Researchers from the University of Wisconsin-Madison recently carried out a study to deepen how language contributes to the way we learn color, using mathematical and computer tools, including the GPT-4 Open AI (LLM) model. Their results, published in Communications psychologySuggest that color administration associations are rooted in the structure of language itself and are therefore not only learned by experience.
“Some colors are strongly associated with certain adjectives (for example, red is hot, blue is cold),” wrote Qiawen Liu, Jeroen Van Paidon and Gary Lupyan in their article.
“Some of these associations are based on visual experiences such as seeing brilliant red embers. Surprisingly, despite no visual experience, many congenitually blind people present very similar color associations, which are probably learned by language. We show that these associations are indeed anchored in the statistical structure of language.”
To explore the contribution of language to learning colored addition associations, Liu, Van Paridon and Lupyan used word interests. These are mathematical models that represent models in the way words are used in a set of written texts.
Using these models, the researchers have mapped colored administration associations in a set of data containing texts written in English. Subsequently, they compared the predictions made by their models to the associations made by blind and seen English -speaking individuals.
Relationship between the source of knowledge (visual vs linguistic), as judged by the gernal participants, and the difference between the forces of the association of blind participants and participants. Credit: Communications psychology (2025). DOI: 10.1038 / S44271-025-00230-9
“We apply a projection method to the interests of the words formed on spoken and written language corpora to identify the associations of addition of colors such that they are represented in English,” wrote the researchers. “These projections were predictive of the associations of addition of colors reported by blind and seen English speakers.”
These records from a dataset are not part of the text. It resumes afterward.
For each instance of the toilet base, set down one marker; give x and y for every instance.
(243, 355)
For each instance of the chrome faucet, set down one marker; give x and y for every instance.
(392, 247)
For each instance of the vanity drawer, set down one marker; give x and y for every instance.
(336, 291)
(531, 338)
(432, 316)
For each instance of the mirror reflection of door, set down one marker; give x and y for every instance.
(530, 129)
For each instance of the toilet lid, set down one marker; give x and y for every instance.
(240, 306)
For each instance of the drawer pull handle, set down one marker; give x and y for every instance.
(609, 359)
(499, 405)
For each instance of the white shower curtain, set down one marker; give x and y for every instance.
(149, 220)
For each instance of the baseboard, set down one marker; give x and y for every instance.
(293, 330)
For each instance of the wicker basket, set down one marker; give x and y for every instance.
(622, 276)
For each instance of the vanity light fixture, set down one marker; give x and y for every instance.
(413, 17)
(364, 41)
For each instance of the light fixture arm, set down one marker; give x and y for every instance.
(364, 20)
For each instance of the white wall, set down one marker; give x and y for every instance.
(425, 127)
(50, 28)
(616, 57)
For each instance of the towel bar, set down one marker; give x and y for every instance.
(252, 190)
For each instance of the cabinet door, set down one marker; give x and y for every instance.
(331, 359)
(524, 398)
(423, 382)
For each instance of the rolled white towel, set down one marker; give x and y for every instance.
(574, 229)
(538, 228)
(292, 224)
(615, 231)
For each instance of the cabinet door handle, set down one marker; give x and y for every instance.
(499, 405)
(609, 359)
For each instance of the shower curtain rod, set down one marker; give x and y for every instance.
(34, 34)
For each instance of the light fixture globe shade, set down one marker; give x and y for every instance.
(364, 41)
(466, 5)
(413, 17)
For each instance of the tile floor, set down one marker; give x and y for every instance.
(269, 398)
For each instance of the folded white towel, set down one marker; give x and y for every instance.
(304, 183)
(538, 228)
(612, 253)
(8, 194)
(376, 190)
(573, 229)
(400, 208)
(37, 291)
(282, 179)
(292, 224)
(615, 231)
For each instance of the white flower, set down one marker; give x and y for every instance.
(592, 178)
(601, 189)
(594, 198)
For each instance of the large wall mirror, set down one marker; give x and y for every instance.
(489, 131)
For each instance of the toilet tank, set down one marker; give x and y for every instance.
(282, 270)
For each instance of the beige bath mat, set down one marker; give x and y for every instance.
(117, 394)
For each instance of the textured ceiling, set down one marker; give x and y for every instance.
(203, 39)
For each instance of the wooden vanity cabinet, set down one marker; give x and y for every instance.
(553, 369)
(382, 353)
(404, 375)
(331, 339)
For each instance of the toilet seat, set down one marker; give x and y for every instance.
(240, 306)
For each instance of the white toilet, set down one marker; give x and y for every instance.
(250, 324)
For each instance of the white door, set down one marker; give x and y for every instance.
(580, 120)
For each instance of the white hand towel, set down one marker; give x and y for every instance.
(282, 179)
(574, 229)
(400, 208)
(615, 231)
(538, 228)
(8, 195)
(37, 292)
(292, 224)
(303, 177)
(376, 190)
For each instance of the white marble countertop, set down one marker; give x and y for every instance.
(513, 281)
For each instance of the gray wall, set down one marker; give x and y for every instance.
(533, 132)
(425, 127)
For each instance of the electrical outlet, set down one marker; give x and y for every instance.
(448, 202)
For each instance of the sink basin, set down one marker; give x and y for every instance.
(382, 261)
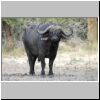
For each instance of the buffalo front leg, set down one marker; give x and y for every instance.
(51, 66)
(43, 66)
(31, 64)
The researchers evaluated the extent to which the ancients of words derived from the text of fiction have captured associations of administration of colors generally made by blind and seen individuals. They also compared the predictions based on these interests to those manufactured by the Grand Language Model of Openai (LLM) GPT-4, which feeds the famous Chatgpt conversational platform.
They notably found that the predictions made by integrations of words derived from fictional texts were more closely aligned with the associations made by humans, outperforming the GPT-4 model. Liu, Van Paridon and Lupyan could also identify the sentences in the texts they analyzed which seemed to contribute the most to the learning of color administration associations.
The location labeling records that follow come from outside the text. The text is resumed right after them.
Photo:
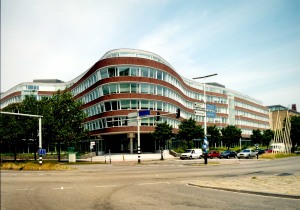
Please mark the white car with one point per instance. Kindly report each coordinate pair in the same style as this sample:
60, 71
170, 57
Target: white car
191, 154
246, 153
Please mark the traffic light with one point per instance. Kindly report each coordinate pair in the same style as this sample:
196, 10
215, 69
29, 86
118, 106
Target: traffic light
157, 116
126, 121
177, 113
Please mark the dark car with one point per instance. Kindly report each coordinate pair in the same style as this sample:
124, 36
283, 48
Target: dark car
261, 151
227, 154
213, 154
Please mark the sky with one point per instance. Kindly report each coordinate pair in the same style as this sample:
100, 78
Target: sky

“By increasing the formation corpora in various ways, we discover the most responsible types of sentences for the transmission of colored addition associations with the models,” said Liu, Van Paridon and Lupyan.
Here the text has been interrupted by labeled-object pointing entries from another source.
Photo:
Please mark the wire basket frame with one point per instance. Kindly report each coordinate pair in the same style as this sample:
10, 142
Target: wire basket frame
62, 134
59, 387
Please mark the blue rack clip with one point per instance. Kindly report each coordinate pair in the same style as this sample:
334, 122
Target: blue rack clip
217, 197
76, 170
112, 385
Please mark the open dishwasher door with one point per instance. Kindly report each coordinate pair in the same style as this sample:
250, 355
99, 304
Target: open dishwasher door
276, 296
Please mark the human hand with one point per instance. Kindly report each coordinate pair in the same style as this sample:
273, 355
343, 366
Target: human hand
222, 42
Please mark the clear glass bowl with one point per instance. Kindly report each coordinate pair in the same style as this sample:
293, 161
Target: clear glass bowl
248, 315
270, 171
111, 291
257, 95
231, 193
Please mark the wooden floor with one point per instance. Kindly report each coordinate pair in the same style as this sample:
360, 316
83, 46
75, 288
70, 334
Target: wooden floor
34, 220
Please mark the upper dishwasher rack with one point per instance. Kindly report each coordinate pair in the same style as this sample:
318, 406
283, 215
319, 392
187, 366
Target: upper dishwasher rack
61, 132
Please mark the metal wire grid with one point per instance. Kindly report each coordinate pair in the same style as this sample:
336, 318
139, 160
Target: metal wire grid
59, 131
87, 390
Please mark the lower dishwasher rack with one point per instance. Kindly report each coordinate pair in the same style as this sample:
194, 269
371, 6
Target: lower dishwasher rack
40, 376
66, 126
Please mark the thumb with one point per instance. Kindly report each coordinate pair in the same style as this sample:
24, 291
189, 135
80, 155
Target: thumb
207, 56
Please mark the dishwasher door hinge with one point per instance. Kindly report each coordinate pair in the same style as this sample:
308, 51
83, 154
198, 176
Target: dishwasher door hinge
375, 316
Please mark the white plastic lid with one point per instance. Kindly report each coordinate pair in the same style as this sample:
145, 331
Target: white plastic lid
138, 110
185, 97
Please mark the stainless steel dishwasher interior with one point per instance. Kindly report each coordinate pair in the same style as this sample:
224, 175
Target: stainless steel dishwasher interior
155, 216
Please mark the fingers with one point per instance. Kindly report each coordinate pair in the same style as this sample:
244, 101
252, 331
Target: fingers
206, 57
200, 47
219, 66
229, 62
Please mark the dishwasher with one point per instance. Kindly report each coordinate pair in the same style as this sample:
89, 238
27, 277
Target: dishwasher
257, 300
“We note that the models of incorporation of words learn of these associations from indirect coccecree (second -rate), and that when invited, people are able to identify some of the most informative words to associate colors with specific adjectives.”
Overall, the results collected by this team of researchers suggest that language plays a key role in the way humans learn to connect specific qualities to colors, regardless of differences in their perceptions and experiences. More specifically, this suggests that these associations are often learned via second -rate coccecuries, which are indirect connections between words.
For example, rather than learning to associate “red” with “hot” after having encountered many sentences which include these two words (for example, “the stove is red”), people could bind these terms because they have often found the word “red” in the same sentence as other words related to heat (for example, “fire” and “flame”). These third words thus dumb the relationship between an adjective and a color.
The recent study offers new precious information on the processes underlying the learning of associations of people who have had different life experiences. In the future, he could inspire other studies that compare real world observations to predictions made by computer and mathematical models to better understand psychological processes.
More information:
Qiawen Liu et al, learn the color of the language, Communications psychology (2025). DOI: 10.1038 / S44271-025-00230-9.